However, his punishment was not yet over. He was called into the principal’s office and was given a one-day suspension for cyberbullying.
Dunlap is an honors student and a contributing member of the football team. A suspicion was a huge “no” for his school records. Immediately, his parents called out to the American Civil Liberties Union (ACLU) for advice.
ACLU chastised the school, saying Dunlap’s nonthreatening comments were a part of his First Amendment rights. The school had no justification for suspending Dunlap or even asking him to take the comment off his personal Facebook page. With the high school facing a lawsuit, the suspension was reversed and Dunlap was off the hook.
While there is no specific policy at Western Carolina about cyberbullying or posting mean comments on Facebook, there is a policy on bullying or stalking. Assumedly, should a student’s comment be bullying or “damage to or misuse of the University’s name, image…” or sexual harassment, the student would be dealt with accordingly. He or she would not go without punishment for these are University polices set down by the Student Code of Conduct.
One of Western’s professors, Peter Savage of the theatre department, had a problem with a student once on Facebook.
“Although my school life and personal life interact on Facebook,” said Savage, “I really use Facebook just to post my personal thoughts or interesting or funny links to just let those in my network know what I am doing in my life.
“I had a student who had made a Facebook status that was very passive aggressive toward an action I had taken in class,” he continued. “Although I was never mentioned, it was obviously directed at me. I confronted the student by email and we worked it out. If the behavior continued, I would have taken it by the Department Head and moved up from there.”
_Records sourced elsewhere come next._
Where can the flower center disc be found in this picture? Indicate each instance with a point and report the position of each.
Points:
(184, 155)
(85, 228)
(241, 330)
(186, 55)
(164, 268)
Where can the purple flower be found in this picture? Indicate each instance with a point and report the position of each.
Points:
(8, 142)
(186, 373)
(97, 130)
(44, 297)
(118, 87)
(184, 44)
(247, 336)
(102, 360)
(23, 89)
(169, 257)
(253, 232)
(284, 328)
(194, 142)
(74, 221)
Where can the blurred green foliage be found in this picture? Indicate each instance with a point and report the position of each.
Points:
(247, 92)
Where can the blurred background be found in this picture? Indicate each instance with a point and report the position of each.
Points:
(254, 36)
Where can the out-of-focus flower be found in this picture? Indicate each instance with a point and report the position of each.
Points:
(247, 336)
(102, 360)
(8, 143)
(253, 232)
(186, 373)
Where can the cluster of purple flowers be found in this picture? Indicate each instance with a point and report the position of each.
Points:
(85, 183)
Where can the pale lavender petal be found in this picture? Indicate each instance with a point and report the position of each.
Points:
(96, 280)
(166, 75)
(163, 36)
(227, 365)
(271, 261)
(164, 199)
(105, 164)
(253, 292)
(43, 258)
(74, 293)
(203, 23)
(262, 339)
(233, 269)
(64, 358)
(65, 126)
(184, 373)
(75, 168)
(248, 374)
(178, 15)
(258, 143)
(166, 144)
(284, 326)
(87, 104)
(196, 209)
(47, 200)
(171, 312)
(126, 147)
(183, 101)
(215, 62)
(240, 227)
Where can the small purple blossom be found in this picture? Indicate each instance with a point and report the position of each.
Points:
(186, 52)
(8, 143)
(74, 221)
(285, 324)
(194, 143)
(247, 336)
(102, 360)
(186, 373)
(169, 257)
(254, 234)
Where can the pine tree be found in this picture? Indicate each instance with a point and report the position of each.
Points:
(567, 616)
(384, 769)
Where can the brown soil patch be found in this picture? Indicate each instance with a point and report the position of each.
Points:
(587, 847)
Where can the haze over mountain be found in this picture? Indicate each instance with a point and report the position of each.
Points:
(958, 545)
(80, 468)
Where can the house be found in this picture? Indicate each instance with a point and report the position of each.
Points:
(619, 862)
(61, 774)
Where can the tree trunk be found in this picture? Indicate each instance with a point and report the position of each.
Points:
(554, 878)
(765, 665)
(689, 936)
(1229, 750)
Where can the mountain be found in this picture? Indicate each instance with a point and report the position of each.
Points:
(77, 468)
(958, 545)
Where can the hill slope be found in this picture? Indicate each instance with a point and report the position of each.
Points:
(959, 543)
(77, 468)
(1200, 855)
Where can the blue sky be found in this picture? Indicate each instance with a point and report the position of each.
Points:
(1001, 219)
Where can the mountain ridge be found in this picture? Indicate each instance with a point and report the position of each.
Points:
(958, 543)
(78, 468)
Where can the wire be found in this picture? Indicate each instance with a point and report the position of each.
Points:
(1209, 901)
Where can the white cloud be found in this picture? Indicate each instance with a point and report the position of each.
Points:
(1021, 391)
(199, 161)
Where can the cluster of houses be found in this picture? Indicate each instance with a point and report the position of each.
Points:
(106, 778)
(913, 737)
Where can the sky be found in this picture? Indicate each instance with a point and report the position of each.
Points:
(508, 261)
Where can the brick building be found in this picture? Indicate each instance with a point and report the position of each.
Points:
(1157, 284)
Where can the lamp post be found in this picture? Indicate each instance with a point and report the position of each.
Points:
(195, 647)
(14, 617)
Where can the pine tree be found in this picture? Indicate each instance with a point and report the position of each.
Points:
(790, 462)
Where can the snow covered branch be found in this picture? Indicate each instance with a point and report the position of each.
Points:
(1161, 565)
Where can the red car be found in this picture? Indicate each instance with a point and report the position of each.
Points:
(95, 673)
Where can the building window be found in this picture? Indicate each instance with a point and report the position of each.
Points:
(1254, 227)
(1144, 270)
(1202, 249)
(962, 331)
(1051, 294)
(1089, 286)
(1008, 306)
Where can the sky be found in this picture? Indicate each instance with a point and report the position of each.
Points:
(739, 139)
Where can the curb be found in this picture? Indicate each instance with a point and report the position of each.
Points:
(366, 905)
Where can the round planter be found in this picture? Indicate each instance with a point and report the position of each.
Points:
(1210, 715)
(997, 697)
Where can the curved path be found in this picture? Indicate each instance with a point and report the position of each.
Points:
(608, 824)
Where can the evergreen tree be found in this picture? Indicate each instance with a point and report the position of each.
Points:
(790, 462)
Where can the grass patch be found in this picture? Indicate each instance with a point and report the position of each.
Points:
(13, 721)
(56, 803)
Savage, who does not use Facebook as a way to communicate with his students, said that Facebook’s major problem is that is not owned by a certain university or school. It is free for whoever wants to post something on his or her page. Anything can be said, the trick is to not hand out punishment irrationally.
Two students said they would never use Facebook as a means to ridicule a teacher.
Olivia Mears, who has Savage as a Facebook friend, said, “I think the most insulting thing I could relate to about that would be when Sensei Duncan teased me till I made a “grr” face in Karate… But that’s all in jest. So no. I’m not a rash person to ever call out in anger or anything.”
Ashley Fox said if she had a disagreement with a teacher, it would depend on what the situation was. “If it was bad enough, I’d email them personally,” she said.
Peter O’Neal had a different take. O’Neal uses his Facebook as a means of communication and for job connections. He also has Western Carolina professors in his Friends list.
“The closest thing I could possibly get would be something where I would have a status that could be pointed to the professor,” stated O’Neal, “but I would not use any name or call he-she out. Something like, ‘Did you really just do that? What did I do to you?’ A status where the professor could claim it was aimed at him, but it could be just as easily explained as aimed at another person.”